Anatomic pathologists have multiple roles in the drug development process. As study pathologists, they are accountable for the evaluation and interpretation of postmortem data from specific nonclinical studies. Another role that a toxicologic pathologist may have is to manage the development of a potential drug or device, as a member of the program team. During the development process, many decisions are made regarding the study design for nonclinical toxicity studies that support the regulatory package. As part of the drug development team, the pathologist should be involved in determining the need for recovery animals in the toxicology studies. Although clinical pathology and other safety biomarkers are discussed as end points used to monitor test article–related anatomic pathology findings and in the design recovery studies, the role of the clinical pathologist and assessment of the recovery of specific clinical pathologic toxicities are beyond the scope of this article.
When a test article is early in development, the potential for specific toxicities may be based on data from the compound class, findings from early investigative studies, or mechanisms of action attributed to the molecule. When such data exist, the decision as to whether to include a recovery arm is feasible during the protocol design phase for the first nonclinical toxicity study. If these data are not available, the decision as to whether to include a recovery arm in future studies is made using the initial good laboratory practice toxicology study data. With focus on the expertise of the anatomic pathologist, the scientific factors that impact the decision at the study design stage as to whether a recovery arm is needed and discussed below.
There are at least three scientific questions that should be considered to determine the need for recovery assessment in the design of a toxicology study:
Is the test article in a repeat dose toxicity study predicted to produce an adverse effect at clinically meaningful exposures? A prediction for an adverse effect may be based on scientific data derived from the literature (e.g., findings with transgenic knockout mice for the same target), in vitro studies, investigative studies including screening or pilot toxicity studies, or previously conducted dose-ranging or definitive studies. A weight of evidence assessment using these data informs the drug development team of the potential of having a toxicity that may need recovery characterization. The anatomic pathologist is ideally positioned to integrate data from across in vitro and in vivo sources into an assessment predicting the probability for an adverse event.

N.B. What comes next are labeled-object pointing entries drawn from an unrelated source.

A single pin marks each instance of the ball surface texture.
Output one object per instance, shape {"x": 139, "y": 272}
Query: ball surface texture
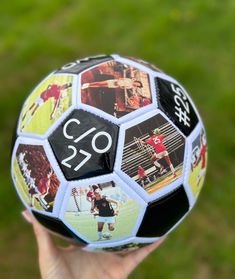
{"x": 110, "y": 152}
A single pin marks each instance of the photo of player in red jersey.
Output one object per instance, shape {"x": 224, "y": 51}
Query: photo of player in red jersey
{"x": 143, "y": 176}
{"x": 54, "y": 92}
{"x": 158, "y": 148}
{"x": 115, "y": 88}
{"x": 198, "y": 163}
{"x": 35, "y": 178}
{"x": 156, "y": 141}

Has the reversibility already been adequately demonstrated in a short-term study? As addressed in the Q & A for ICH M3 (R2), if a particular finding is demonstrated to be reversible in a short duration study (e.g., 2 weeks or 1 month), repeating the reversibility assessment in longer term studies is generally not warranted. If there is evidence that the nature of the toxicity may progress to a more severe state over time or if there are subsequent changes to the test article, vehicle, or formulation that substantially increase exposure, then a recovery assessment should be considered for the longer term study.

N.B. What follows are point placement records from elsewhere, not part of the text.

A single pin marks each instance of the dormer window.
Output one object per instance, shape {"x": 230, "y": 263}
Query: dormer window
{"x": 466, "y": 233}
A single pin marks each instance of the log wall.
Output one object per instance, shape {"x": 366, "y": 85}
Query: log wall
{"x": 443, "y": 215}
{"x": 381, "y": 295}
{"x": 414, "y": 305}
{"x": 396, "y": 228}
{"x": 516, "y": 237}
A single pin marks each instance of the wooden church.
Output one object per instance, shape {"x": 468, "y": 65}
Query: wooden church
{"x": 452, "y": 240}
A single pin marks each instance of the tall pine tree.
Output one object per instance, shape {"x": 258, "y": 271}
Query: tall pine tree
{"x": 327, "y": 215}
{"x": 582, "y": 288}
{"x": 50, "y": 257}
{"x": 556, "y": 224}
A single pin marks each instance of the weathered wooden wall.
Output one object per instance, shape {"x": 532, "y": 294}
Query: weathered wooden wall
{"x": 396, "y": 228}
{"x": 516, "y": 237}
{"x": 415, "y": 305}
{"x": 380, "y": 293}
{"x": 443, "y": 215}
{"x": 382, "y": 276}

What is the nature of the histopathologic finding? Toxicologic pathologists are uniquely qualified to contribute to discussions that take into account the nature of the finding in order to determine whether recovery arms are needed due to their training, knowledge of cell biology, and experience. They contribute to these discussions by assessing (a) the likelihood for reversibility; (b) the biological significance of the finding; (c) the clinical translation of clinical pathology and histopathologic findings seen in a nonclinical species; and (d) whether noninvasive methods (i.e., clinical pathology) to monitor recovery are sufficient without histopathologic evaluation in a nonclinical study.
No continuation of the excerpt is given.